Yesterday I bought some new candles and as I was removing the burlap packaging it began to strangely take on the look of cross stitch material. (You know how everything looks like food to the starving man? This was something like that.) So I frayed the edges, used six DMC strands and stitched the first word that came to me. I stitched a witch accessory on the side, wrapped the burlap around the candle, wrapped orange baker’s twine around the burlap and put a bat button on the bow. The entire process took about forty five minutes (minus five for a snack break).
As I was staring at the cup of crimson wonder, I asked myself what would improve it. The answer came immediately–add some cross stitch. That would perfect the wine experience.

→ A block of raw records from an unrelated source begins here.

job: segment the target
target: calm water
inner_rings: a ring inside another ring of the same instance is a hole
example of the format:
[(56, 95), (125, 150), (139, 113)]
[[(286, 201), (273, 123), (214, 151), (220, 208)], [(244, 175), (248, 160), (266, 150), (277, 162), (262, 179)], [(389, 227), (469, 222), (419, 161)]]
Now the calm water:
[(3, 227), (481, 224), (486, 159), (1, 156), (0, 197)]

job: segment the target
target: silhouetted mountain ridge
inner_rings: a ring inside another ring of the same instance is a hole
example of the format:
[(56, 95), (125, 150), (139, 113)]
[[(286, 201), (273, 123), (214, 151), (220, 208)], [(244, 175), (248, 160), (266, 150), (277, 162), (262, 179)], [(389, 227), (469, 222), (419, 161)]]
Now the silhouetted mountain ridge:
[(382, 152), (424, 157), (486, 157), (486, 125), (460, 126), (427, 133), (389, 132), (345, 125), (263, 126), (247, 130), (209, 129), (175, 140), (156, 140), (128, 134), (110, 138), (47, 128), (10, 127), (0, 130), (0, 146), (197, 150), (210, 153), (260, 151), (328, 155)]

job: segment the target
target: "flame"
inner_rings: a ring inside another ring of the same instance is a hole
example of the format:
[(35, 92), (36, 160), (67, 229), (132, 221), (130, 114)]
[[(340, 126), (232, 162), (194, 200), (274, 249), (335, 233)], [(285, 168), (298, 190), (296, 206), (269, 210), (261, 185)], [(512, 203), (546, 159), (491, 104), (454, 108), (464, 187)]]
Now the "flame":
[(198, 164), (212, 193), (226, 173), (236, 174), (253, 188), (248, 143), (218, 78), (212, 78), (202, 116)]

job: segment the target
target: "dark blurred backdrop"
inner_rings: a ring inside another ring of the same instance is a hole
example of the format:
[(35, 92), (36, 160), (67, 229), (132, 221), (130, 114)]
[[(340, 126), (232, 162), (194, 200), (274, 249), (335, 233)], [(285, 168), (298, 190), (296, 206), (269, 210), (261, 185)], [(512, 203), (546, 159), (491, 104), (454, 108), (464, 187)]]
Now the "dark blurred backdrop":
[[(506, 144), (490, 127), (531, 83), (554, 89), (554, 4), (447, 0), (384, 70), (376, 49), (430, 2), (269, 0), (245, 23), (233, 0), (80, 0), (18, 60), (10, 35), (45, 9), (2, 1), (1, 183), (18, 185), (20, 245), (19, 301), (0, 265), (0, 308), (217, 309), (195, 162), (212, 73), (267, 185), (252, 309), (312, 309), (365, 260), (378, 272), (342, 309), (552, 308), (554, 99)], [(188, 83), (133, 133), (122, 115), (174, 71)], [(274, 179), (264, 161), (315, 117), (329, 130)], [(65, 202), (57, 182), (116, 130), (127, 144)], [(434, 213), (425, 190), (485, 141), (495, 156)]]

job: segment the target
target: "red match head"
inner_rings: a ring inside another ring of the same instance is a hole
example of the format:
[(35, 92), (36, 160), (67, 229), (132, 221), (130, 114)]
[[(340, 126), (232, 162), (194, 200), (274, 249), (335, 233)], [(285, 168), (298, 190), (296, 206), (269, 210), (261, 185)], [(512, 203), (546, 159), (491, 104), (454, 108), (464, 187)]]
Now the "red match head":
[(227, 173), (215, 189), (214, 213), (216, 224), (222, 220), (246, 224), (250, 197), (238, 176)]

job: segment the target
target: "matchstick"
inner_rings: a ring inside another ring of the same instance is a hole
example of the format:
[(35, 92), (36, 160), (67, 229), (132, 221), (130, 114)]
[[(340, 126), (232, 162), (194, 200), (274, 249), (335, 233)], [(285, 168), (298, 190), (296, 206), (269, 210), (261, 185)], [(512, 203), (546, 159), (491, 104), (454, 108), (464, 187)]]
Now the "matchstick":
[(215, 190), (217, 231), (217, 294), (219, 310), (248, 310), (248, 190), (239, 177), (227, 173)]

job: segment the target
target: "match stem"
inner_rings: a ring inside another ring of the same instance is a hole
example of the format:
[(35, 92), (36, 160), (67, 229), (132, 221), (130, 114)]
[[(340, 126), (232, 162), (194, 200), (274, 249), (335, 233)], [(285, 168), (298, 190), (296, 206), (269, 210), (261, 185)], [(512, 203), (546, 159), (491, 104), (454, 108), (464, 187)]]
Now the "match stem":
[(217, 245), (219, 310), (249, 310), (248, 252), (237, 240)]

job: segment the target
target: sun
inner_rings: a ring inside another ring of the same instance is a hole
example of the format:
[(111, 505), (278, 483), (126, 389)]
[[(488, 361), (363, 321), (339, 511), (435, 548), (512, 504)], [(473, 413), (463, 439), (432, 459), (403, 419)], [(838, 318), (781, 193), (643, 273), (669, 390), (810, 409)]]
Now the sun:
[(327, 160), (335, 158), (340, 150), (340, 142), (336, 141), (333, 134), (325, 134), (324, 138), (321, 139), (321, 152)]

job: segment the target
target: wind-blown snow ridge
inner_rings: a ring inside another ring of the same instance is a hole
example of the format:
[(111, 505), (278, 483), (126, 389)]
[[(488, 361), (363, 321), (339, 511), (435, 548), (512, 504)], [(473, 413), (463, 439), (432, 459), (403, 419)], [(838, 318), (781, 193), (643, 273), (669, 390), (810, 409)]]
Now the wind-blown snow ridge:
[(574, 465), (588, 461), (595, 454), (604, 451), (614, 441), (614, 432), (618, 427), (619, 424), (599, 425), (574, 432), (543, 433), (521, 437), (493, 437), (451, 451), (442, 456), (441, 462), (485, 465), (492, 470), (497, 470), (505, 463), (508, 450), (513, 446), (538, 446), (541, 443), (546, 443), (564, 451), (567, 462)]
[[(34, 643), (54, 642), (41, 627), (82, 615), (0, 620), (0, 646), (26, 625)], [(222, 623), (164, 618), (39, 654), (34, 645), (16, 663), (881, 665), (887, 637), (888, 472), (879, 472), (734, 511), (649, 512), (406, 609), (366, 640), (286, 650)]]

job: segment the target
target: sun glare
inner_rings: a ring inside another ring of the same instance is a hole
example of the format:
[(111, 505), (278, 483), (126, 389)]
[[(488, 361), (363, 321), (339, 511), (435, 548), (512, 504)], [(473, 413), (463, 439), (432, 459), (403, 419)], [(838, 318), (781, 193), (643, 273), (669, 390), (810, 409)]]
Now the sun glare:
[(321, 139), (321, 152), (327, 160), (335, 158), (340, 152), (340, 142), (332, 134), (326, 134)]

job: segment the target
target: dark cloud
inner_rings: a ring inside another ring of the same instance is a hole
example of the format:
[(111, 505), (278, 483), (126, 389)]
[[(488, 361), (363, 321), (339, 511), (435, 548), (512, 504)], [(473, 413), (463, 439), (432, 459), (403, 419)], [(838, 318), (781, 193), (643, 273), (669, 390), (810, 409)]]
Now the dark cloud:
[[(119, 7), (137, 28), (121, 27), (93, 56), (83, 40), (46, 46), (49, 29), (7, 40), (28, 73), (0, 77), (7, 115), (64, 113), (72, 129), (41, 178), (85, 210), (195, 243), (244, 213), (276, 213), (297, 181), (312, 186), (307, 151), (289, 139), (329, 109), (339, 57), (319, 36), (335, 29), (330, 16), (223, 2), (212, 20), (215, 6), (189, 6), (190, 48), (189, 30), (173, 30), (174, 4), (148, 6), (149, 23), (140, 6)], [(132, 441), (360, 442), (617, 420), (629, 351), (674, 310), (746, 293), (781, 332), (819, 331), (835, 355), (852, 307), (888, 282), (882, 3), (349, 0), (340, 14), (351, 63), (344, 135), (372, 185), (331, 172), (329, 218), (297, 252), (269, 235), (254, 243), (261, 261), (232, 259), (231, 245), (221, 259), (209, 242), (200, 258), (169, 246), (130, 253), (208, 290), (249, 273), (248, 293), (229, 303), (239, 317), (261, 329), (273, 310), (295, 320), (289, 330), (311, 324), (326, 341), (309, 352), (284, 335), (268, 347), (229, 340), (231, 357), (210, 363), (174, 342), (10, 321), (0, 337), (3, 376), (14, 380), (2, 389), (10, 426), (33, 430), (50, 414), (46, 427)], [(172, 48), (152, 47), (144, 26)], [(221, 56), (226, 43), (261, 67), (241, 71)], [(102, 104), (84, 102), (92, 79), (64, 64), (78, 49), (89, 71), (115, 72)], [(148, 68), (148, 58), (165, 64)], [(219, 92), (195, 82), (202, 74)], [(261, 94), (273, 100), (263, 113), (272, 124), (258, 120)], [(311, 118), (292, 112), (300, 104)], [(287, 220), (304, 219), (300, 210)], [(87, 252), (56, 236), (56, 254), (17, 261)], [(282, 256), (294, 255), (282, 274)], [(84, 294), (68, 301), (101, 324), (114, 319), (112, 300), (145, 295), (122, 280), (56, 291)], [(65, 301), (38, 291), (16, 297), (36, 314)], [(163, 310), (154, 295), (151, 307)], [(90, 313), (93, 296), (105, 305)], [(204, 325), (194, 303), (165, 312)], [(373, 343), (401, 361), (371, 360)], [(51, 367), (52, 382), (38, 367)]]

So I decided to make wine tags that are cross stitched.
Here they are, in kits and ready to stitch. I have assembled them, and the sad truth is that my boss (myself) will not even pay me sweatshop wages. I will work for snacks though. Below are the big, beautiful spools of DMC, and myself punching holes in the floss holders.
I also made the charms into ornaments by adding beads and wire hangers. Finally, friends Wendy and Kevin, owners of Terra Bella, one my very favorite wineries, located on the Russian river in Sonoma county, pair the wine charm charts and their wine to see how they get along. I can happily report they are a great combination.